Они сидели за столом, ели наваристый, горячий борщ, пили водку. Зигмунд поначалу стеснялся, чувствовал себя неуютно, но Найдин на него прикрикнул: какого черта на погоны смотришь, я тебя как старого товарища сюда затащил, и Лось рассмеялся. Рассказывать, что случилось с ним, ему явно не хотелось, но Найдин его заставил: самому было важно знать, как на самом деле Лось исчез из их жизни. К тому времени он уже кое о чем был наслышан, как пропадали и в тридцать девятом году, и раньше, и позже военные, кое-кто из них вернулся из дальних мест, были и такие, что принимали большие соединения, но и те, вернувшиеся, старались отмалчиваться. Однако же Лось рассказал, что после финской, когда Найдин еще лечился, он решил написать рапорт.
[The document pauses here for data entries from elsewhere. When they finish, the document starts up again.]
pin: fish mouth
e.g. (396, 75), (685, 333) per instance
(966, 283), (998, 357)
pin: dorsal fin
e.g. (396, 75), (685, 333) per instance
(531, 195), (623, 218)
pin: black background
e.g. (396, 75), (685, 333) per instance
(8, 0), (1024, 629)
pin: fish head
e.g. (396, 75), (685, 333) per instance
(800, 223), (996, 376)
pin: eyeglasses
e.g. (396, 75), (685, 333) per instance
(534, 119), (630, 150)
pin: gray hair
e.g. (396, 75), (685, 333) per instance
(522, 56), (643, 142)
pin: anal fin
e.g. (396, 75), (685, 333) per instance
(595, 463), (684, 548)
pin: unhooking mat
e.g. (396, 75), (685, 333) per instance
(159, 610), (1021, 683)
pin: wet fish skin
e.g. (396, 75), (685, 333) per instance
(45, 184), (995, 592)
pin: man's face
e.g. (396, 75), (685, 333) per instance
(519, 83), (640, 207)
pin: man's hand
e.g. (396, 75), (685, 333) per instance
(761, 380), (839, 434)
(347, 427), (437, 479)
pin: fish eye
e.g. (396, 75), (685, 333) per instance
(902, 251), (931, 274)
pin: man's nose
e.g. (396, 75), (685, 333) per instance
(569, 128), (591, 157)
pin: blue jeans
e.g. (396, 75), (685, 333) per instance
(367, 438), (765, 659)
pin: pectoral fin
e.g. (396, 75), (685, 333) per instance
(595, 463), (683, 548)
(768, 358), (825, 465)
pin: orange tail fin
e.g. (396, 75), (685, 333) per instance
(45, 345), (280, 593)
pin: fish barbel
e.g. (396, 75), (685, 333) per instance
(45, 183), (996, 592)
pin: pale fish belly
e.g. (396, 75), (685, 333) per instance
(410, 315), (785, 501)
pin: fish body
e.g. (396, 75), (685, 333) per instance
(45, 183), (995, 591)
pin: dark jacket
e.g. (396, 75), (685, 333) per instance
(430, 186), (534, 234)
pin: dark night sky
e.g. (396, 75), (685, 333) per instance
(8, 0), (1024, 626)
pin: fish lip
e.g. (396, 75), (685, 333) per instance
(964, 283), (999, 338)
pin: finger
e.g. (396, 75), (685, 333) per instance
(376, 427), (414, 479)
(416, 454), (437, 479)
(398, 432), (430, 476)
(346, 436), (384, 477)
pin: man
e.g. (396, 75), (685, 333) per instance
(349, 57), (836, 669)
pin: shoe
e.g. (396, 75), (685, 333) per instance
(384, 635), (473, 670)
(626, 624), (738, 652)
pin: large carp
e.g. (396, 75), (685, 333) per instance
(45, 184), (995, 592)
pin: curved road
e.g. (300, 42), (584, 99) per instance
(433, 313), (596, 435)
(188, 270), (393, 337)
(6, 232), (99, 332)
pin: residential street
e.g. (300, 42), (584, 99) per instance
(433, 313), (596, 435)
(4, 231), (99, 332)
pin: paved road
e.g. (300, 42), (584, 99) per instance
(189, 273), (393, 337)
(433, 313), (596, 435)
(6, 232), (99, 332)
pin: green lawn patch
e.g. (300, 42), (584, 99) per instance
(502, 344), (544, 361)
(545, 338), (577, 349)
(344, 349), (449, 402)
Ему думалось: то, чему учили их на курсах, нельзя забывать, а учили их, что командир должен уметь мыслить, уметь не только принимать сложные решения, но и учитывать ошибки, если они по какой-либо причине произойдут. Вот он в своем рапорте и написал, что бои на Карельском показали: без автоматов сейчас не обойтись, надо учить командиров обходным, сложным маневрам и придавать особое значение разведке. Если бы все это знали до начала боев, то не было бы таких потерь. Он думал, рапорт его как-то поможет, дойдет, может быть, до наркомата обороны, а его вызвали в особый отдел, стали допытываться: почему отец его уехал из Польши, а он и сам не знал, отец ведь умер.